In India è diverso. La
maggioranza della popolazione è indù, ma ci sono anche molti musulmani e
cristiani. Parlo per gli indù perché sono quelli che conosco: alcuni sono
fanaticamente religiosi, ma per lo più la maniera in cui praticano la religione
è più allentata, i rituali vengono eseguiti perché segnano momenti precisi
dell’anno in cui si fa festa e ci si ritrova insieme. La religione in India- e
si deve vivere là per capirlo- permea la vita quotidiana. E’ una mescolanza di credenze,
ci sono molte divinità, folklore e mitologia e superstizione. Per esempio, a
casa mia, anche se mio padre e mia madre non erano religiosi, ci tenevano
moltissimo che celebrassimo le feste e seguissimo il cerimoniale. C’erano
regole di tipo religioso per ogni attività della giornata, anche per cose
comuni come lavarsi i capelli. Ogni cosa può trasformarsi in un piccolo tempio
in India, un albero o anche una pietra che viene ornata con una ghirlanda di
fiori perché rappresenta un dio. Per la religione induista ogni cosa può
contenere la divinità.
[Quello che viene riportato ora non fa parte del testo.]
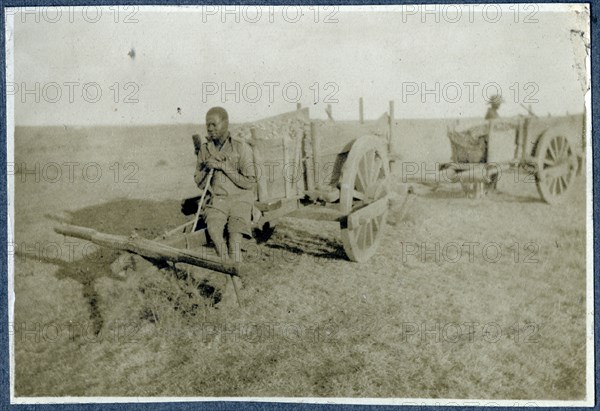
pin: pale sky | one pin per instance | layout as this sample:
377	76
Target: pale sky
183	54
Se lasciavamo cadere a terra un libro, insultavamo il
dio della sapienza: dovevamo raccogliere il libro, toccarci il capo, baciare il
libro, toccarci il cuore e poi potevamo posarlo. Significava che chiedevamo
scusa al libro
Restiamo incerti sul personaggio di Sripathi: è un eroe umile che porta
il suo fardello o è un antieroe?
Ogni lettore può
decidere come vuole, riguardo a Sripathi. Io non volevo farne un eroe, volevo
lasciare l’elemento di incertezza. Sripathi scopre che l’eroismo non è
necessariamente nei grandi atti ma può essere anche nelle piccole cose, come
amare e accettare la bambina.
Tuttavia il personaggio veramente positive del libro è Nirmala, come
moglie, come madre e come nonna.
Ho visto tante donne come
lei nella società indiana o anche in quella occidentale. Sono donne molto dolci
che si accordano con la personalità di qualcuno più aggressivo, ma alla fin
fine sono loro la forza su cui si basa la casa. Se lei crollasse, sarebbe la fine. Lei è la
forza gentile. Volevo nel libro un personaggio che fosse del tutto buono
e integro.
Che lingua parlerebbe una famiglia a Toturpuram, il villaggio in cui si
svolge la vicenda?
Parlerebbero una
combinazione di kannada (una lingua del Sud dell’India) e inglese. Tra di loro
parlerebbero in questa lingua mista, ai servitori si indirizzerebbero in tamil,
invece. La nonna parlerebbe certamente solo in kannada, ance se sa e capisce
l’inglese.
Il libro termina con una bellissima immagine, quella delle tartarughe
che vengono a riva per depositare le uova: è un’immagine metaforica?
C’è una spiegazione per
questa scena: Sripathi si è sempre visto come al centro dell’esistenza, non si
è mai visto nel contesto del mondo, non ha mai visto quanto sia piccolo lui e
quanto siano piccoli i suoi interessi. All’inizio del libro Sripathi è seduto
sul terrazzo e guarda l’oceano che si intravede come una linea sottile. Alla
fine c’è lui in piedi davanti all’oceano: è un piccolo punto nello schema dell’esistenza
più grande dell’universo. Io non ho mai visto lo spettacolo delle tartarughe,
ma ne ho sentito parlare: succede verso novembre e vengono a migliaia per
lasciare le uova. Ero affascinata da queste creature che sono da centinaia di
anni nell’universo e loro stesse vivono per centinaia di anni. C’è qualcosa di
inevitabile nel fatto che vengano ogni anno, lascino le uova e se ne vadano.
Gli esseri umani sono così ossessionati da loro stessi. Pensiamo di essere così
importanti e invece non lo siamo. Siamo condannati come le tartarughe a fare
sempre gli stessi errori. Sripathi ha la possibilità di redimersi, di fare
qualcosa nel resto della sua vita, di cambiare.